Sunday, April 25, 2004

my sassy girl

      i'm not the type who likes chinese and korean telenovelas. i find myself awkward around my friends who actually enjoy watching those kinds of movies and sing along to videos they don't understand. (but i have to admit that i do like asian movies with high-tech action scenes and espionage plots) i'm not a fan of love stories, but they are usually motivating, especially if the soundtrack is great. teen or chick flicks are enjoying at times especially if they're hilarious, its then that i go for them, but that's it.
      i just watched my sassy girl with my dormates the other night. it's a korean love story movie [so i don't have to point out that the main characters are a guy and a girl]. the story is set in present day - easily identified through the flip cellular phones and the subway. the girl is sort of a bully, she gets drunk after 3 shots, and she is so unpredictable. the guy is weird and unbelievably impossibly helpful and kind, he's a pushover and yes the girl bullies him around. they become friends and it takes long for them to admit that they like each other. i liked the movie not because it was a sweet love story and they got together in the end, in the most awkwardly predictable way. what made it really stick to me was the funny antics that happened in the movie. though very impossible, basically it was ... funny. and yes it was a nice love story, nothing too serious: it was light and comedic. it was very asian in such a way it didn't have only one rise and fall and you can't really tell when the story will end, until it does. its a love story, (it has so many clichés) and its very much impossible. its foreign, but i do recommend it. its really fun!

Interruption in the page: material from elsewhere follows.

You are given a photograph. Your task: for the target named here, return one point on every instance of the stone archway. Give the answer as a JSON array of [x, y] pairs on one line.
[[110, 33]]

      and here comes the undying question: can and/or does that actually happen in real life? i don't think so.
      the girl was a bully of the worst kind. its been kind of typical in love stories that the girl is a bully and she bullies the guy around. it can happen, but its unlikely. not many girls have nothing to lose. well i don't and as much as i like to bully guys around, i'm too kind to. (i'm generally nice, but i make exemptions for the assholes)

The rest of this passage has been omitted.